Hozumi Nakadaira (with Hybrid Soul guitarist Chris Young at a Tokyo gallery, which recently had a retrospective show) has been taking photos of jazz musicians for decades.
His photos of John Coltrane, Miles Davis, Duke Ellington and other legends are a documentation of history _ and gorgeous testaments to their art.
He was one of the few who had bothered to take their photos _ legends making history.
Only the musicians appreciated he was there, snapping away with so much creativity their moments of creativity.
That’s amazing.
What’s even more amazing, Nakadaira has never made any money off his photos.
Making giant prints for exhibits is very expensive.
He can’t sell them because they don’t fit in any homes.
He sells smaller prints at a fraction of their cost at a several hundred dollars a piece, or replica post cards at cheaper prices even I can afford.
They don’t make up for what he has had to spend on travel to take photos at concerts and clubs around the world.
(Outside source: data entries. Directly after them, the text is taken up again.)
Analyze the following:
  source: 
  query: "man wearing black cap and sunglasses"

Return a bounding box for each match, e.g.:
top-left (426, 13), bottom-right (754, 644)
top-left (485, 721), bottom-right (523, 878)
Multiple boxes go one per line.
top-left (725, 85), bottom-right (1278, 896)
Nakadaira complains people don’t understand photography is art.
They ask to borrow his negatives _ for free _ as though the fruit of hours of effort and talent and work of love is an accidental commodity at a push of a button that can be borrowed and returned.
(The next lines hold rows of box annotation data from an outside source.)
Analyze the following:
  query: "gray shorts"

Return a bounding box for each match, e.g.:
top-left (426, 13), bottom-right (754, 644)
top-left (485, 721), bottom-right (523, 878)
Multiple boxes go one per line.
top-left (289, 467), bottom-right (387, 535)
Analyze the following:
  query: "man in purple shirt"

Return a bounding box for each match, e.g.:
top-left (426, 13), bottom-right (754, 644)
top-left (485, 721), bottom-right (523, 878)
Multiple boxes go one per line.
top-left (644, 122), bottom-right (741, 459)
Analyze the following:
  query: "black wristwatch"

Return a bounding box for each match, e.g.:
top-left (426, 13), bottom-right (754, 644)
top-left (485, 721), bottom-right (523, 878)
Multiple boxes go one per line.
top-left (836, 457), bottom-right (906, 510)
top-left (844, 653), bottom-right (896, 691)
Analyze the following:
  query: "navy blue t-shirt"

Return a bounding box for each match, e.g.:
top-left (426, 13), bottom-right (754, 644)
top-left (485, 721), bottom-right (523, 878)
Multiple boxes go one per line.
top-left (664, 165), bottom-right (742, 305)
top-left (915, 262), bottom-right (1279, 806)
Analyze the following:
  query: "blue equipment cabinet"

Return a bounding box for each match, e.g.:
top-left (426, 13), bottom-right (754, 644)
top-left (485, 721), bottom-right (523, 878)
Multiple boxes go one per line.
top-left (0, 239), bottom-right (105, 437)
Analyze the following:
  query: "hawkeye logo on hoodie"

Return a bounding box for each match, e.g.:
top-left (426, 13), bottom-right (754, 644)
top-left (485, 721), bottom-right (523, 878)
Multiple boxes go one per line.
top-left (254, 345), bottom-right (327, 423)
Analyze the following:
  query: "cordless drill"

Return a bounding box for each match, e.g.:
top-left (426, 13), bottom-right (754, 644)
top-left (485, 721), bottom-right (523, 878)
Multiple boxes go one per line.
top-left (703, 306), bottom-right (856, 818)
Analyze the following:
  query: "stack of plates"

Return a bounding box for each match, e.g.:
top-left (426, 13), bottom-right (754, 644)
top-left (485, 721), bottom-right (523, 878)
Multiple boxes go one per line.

Nakadaira runs a cafe called “Dug” in Tokyo, where he used to have concerts by musicians you wouldn’t expect to hear up so close.
But he had to stop the performances. His neighbors didn’t like “the noise.”
He still doesn’t expect to make money from his photos _ those photos he takes carefully on old-fashioned film, those photos that have become album covers of famous artists, some taken right at Dug, transformed in his photo to a dramatic backdrop that claims its rightful place in the history of art, no longer a tiny, dark basement cafe.
There is no money. But he won’t stop.